Draguignan (AFP) – Après avoir été relaxé dans une affaire de "prise illégale d'intérêts", David Rachline, maire Rassemblement National (RN) de Fréjus, a annoncé officiellement sa candidature pour les municipales mardi, et ce, depuis le tribunal.
« Je me bats depuis des mois pour prouver mon honnêteté et ma probité. Aujourd'hui, cela est clair, et j'en suis ravi. C'est dans ce cadre que je me lance dans cette campagne électorale, avec la plus grande sérénité », a-t-il déclaré en sortant de l'audience.
Agé de 38 ans, il vise un troisième mandat. Il avait été jugé en septembre concernant sa nomination à la direction de deux sociétés d'économie mixte, Fréjus Aménagement et Gestion du port, lui rapportant environ 1.000 euros supplémentaires par mois.
Un nouveau procès l'attend en septembre prochain, cette fois-ci pour favoritisme.
« Il était important que nous démontrions la vérité, loin du bruit médiatique parisien qui ignore souvent nos réalités locales », a-t-il ajouté, précisant qu’il se présentait, comme en 2020, sans l'étiquette RN.
Rachline dévoilera les grandes lignes de son programme lors d'une réunion publique ce samedi.
Le choix de se présenter au tribunal pour son annonce est pour le moins audacieux. Cela intervient alors que d'autres figures du RN, comme Marine Le Pen et Louis Aliot, se battent également pour leur avenir politique dans un contexte judiciaire incertain.
En décembre, Rachline avait décidé de renoncer à la vice-présidence du RN, craignant que les accusations portées contre lui n'entravent la dynamique du parti d'extrême droite.

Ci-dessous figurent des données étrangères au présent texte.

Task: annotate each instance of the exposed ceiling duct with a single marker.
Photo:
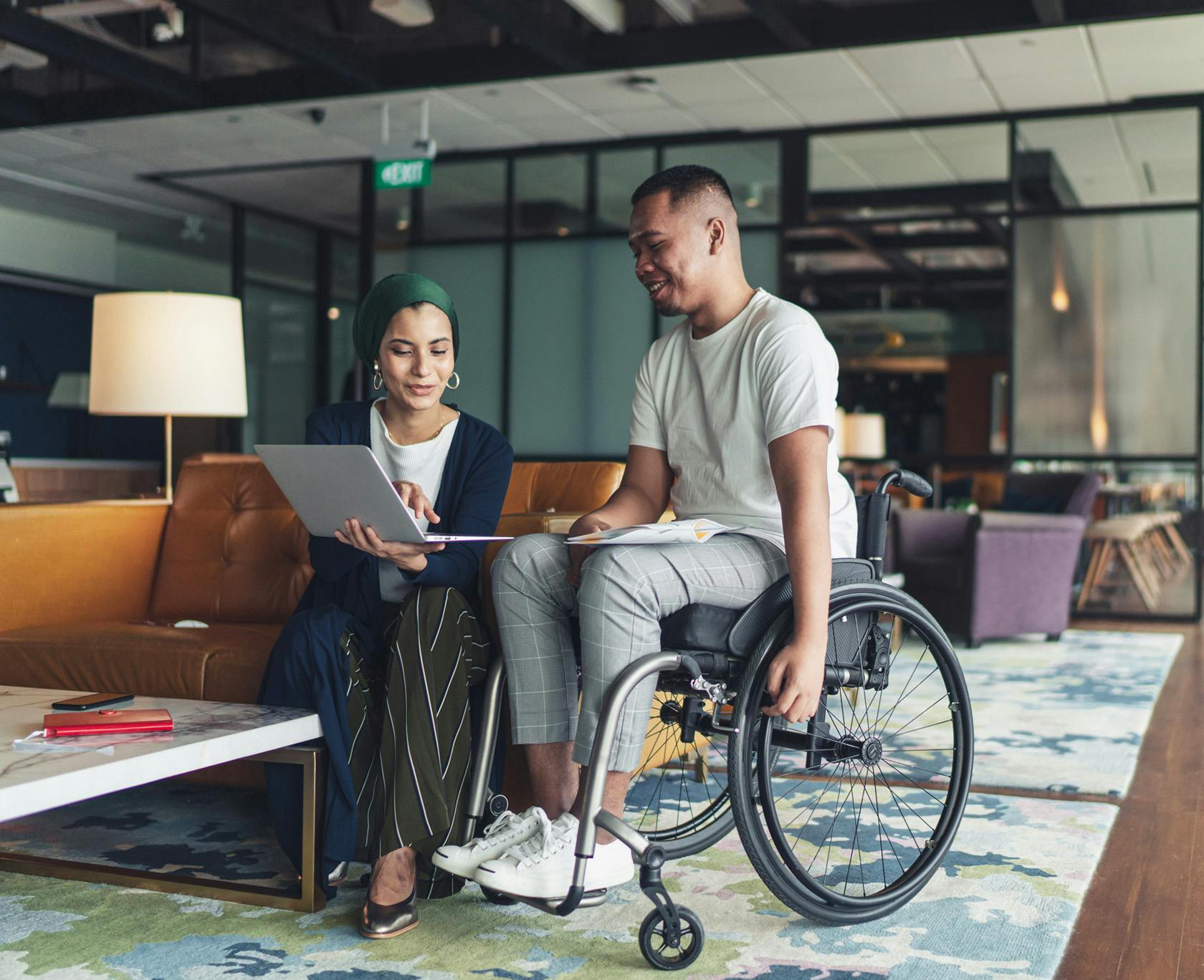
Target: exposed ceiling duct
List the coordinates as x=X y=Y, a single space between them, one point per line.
x=97 y=9
x=607 y=16
x=408 y=14
x=683 y=11
x=16 y=57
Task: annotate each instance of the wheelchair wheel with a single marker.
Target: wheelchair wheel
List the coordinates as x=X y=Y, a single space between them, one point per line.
x=678 y=795
x=859 y=807
x=656 y=949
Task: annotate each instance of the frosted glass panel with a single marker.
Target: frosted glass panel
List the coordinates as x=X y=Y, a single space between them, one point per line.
x=932 y=170
x=1106 y=335
x=1124 y=158
x=759 y=249
x=345 y=269
x=621 y=171
x=549 y=194
x=278 y=332
x=465 y=200
x=580 y=327
x=474 y=277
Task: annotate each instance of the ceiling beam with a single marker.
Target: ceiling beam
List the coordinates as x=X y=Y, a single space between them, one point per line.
x=265 y=23
x=530 y=29
x=74 y=47
x=779 y=17
x=21 y=109
x=1050 y=12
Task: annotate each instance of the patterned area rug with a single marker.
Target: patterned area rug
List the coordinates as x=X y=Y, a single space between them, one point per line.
x=1000 y=907
x=1066 y=716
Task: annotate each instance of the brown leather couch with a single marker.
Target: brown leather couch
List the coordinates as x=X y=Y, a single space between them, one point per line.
x=92 y=590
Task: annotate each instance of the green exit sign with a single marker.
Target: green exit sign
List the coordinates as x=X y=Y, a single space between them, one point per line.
x=402 y=173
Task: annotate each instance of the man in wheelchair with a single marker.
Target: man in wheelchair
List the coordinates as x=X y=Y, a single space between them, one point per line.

La polémique des marchés publics
Conseiller municipal à 20 ans, maire et sénateur à 26, Rachline a vu sa réputation entachée par des accusations dans le livre "Les Rapaces" de Camille Vigogne Le Coat, qui critique son action et évoque des liens privilégiés avec un entrepreneur local dans le secteur du BTP.
Il et plusieurs collaborateurs sont accusés d'avoir favorisé la société de sécurité d'un proche dans l'attribution de contrats publics d’un montant total de 263.000 euros. Cette enquête menée par le Parquet national financier (PNF) sur des soupçons de corruption a conduit à sa garde à vue fin novembre dernier.
« Ce sont de pures inventions », a-t-il répété, intentant même une action en justice contre la journaliste qui l'a critiqué. Le parquet a proposé une amende de 30.000 euros, dont 20.000 avec sursis, tout en suggérant une inéligibilité limitée à un an. Le procureur n'a pas encore décidé d'un éventuel appel.
Concernant la prise illégale d'intérêts, Rachline a rejeté les accusations affirmant qu'il n'a jamais voulu faire pression sur quiconque lors des délibérations du conseil municipal. « Mon directeur des services était chargé de m’indiquer quand je devais quitter la salle lors des votes », a-t-il déclaré en audience.
À un moment charnière pour sa carrière politique, Rachline avance avec détermination malgré les turbulences. Les mois à venir pourraient déterminer non seulement son avenir, mais également l'orientation politique de Fréjus.